I grew up in Wisconsin, where the winters were cold and produced real, honest-to-God snow. Snow, white and fluffy when it first fell softly under the warm glow of the street lamps. I would watch the winter wonderland come to life from my frosted bedroom window. Sitting tucked cozy in bed I could see the snowflakes fall in dizzy circles to the ground, accumulating into soft mounds, which of course would later produce treacherous frozen roads and sidewalks. There is just something fabulous about real life snow. We have all heard "White Christmas" a million times too many, but there is a reason that the song became so popular. The image of snow on Christmas evokes a lot of lovely romanticized images. Woollen hats and mittens, red noses, hot chocolate and children sledding.
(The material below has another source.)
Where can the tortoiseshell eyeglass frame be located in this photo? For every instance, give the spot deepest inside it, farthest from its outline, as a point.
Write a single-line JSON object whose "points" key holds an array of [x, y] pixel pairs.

There is no white Christmas in Oakland. For the most part I appreciate the lack of ice and sub-zero weather, but on Christmas, I want a little cozy. It's just not Christmas in 60 degrees with green grass.
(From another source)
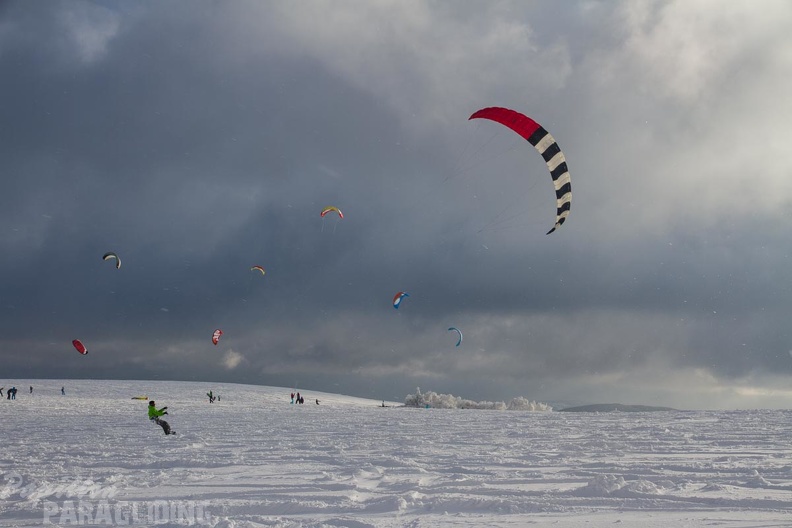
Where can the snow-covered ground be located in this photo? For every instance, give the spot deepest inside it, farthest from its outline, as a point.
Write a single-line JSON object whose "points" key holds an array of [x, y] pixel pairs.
{"points": [[252, 459]]}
Oakland tries, sort of. There are some holiday decorations coming up, but it all seems a little ...silly. Take for example Rockridge Snow Day. Perhaps they should have named it, Sad Day. Or Lame Day. We didn't know what to expect when we arrived to the Rockridge neighborhood. I read that there would be snow, entertainment and food. What was it? A slab of melting ice covered snow in the parking lot underneath the Bart station. The kids were milling about on the ice/snow trying to figure out what they were suppose to do. Growing up in a land where snow was plentiful, this little display was PATHETIC. Not to mention it also seemed silly to be drinking hot apple cider on an ice-tea kind of day. I also have to note that Rockridge Snow Day was home to the saddest little Santa that I have ever laid my eyes on. Not only did he lack charisma, he also looked terrible. His wig was falling off, his tummy was lumpy, it was awful. Zachary and Evan looked confused and asked me if this was the real Mr. C, and I assured them that it wasn't.
I know that I should be grateful that I no longer have to worry about the inside of my nose freezing, and I am, but I do miss my chilly holiday.